Rappel des faits présentés par les auteurs

2.1Les auteurs, qui sont mari et femme, avancent qu’ils ont fui le Pakistan parce qu’ils sont membres de la communauté musulmane ahmadiyya. Certaines personnes les ont menacés de les tuer à moins qu’ils ne quittent le pays ou ne renient leur foi. La porte d’entrée de leur maison a été marquée d’un signe distinctif et ils ont fait l’objet de menaces verbales. Ils craignent les groupes fondamentalistes musulmans Ahle Suntal et Ahle Hadees, qui commettent des « meurtres ciblés ».

2.2Au Pakistan, les ahmadis se heurtent à diverses formes de discrimination. Par exemple, ils n’ont pas le droit de travailler avec leurs coreligionnaires, ni de se faire enterrer avec les autres musulmans. De surcroît, ils sont exposés à des violences. Des imams ont profané un cimetière ahmadi de Lahore et des groupes musulmans fondamentalistes commettent parfois des « meurtres ciblés » contre des ahmadis. Un jeune ahmadi et son frère ont l’un et l’autre été tués alors qu’ils se rendaient à la mosquée et, trois jours après le mariage d’un couple ahmadi, le jeune marié, son père et son beau-père ont été tués pour des motifs religieux. En 2012, l’aggravation de la situation a conduit les auteurs à décider de quitter le Pakistan.

2.3Un de leurs fils résidant au Danemark, les auteurs sont entrés dans le pays avec un visa pour visite familiale. En ce qui concerne la question de l’épuisement des recours internes, leur demande d’asile a été rejetée et, le 19 août 2013, la Commission des recours des réfugiés les a déboutés en appel. À l’heure actuelle, le droit danois ne permet pas d’obtenir un permis de séjour permanent au titre du regroupement familial.

Teneur de la plainte

3.1Les auteurs avancent qu’en les renvoyant de force au Pakistan, où ils seraient persécutés du fait de leur religion, le Danemark enfreindrait les droits qu’ils tiennent de l’article 7 du Pacte. Au Pakistan, les droits des ahmadis sont systématiquement bafoués. Les auteurs craignent qu’à cause de leur foi, les autorités pakistanaises ne les protègent pas de la persécution. Ils contestent la conclusion de la Commission des recours des réfugiés selon laquelle le fait que la situation soit généralement difficile pour les ahmadis ne saurait être un motif d’asile. La Commission a constaté qu’au Pakistan, les ahmadis faisaient l’objet de menaces et de harcèlement et l’exercice de leur foi était sévèrement limité. La Cour de justice de l’Union européenne a fait observer qu’en application du Code pénal pakistanais, l’appartenance au mouvement ahmadiste était passible d’une peine pouvant aller jusqu’à trois ans d’emprisonnement et le prosélytisme était puni de la peine de mort.

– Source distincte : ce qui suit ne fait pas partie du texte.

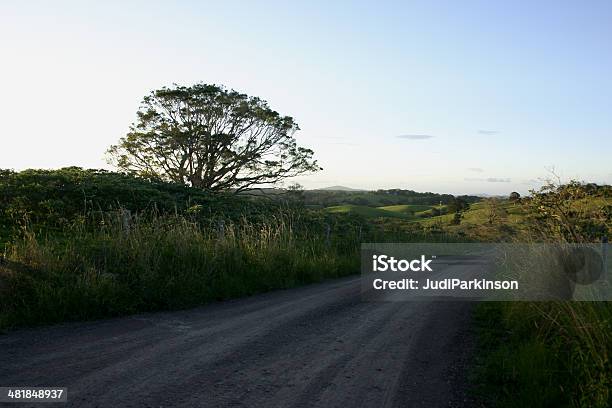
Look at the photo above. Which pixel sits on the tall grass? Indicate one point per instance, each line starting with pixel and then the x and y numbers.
pixel 558 353
pixel 160 262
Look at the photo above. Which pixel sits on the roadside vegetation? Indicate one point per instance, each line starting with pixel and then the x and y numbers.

3.2Le renvoi des auteurs au Pakistan constituerait en outre une violation de l’article 18 du Pacte en ce que les intéressés ne seraient pas en mesure de manifester leur religion en public sans crainte d’être persécutés.

3.3De surcroît, en ne mettant à la disposition des auteurs aucun mécanisme permettant de contester les décisions de la Commission des recours des réfugiés, l’État partie a porté atteinte aux droits garantis à ceux-ci par l’article 14 du Pacte. Certains autres pays autorisent les déboutés du droit d’asile à interjeter appel devant les tribunaux judiciaires, voire devant la Cour de justice de l’Union européenne.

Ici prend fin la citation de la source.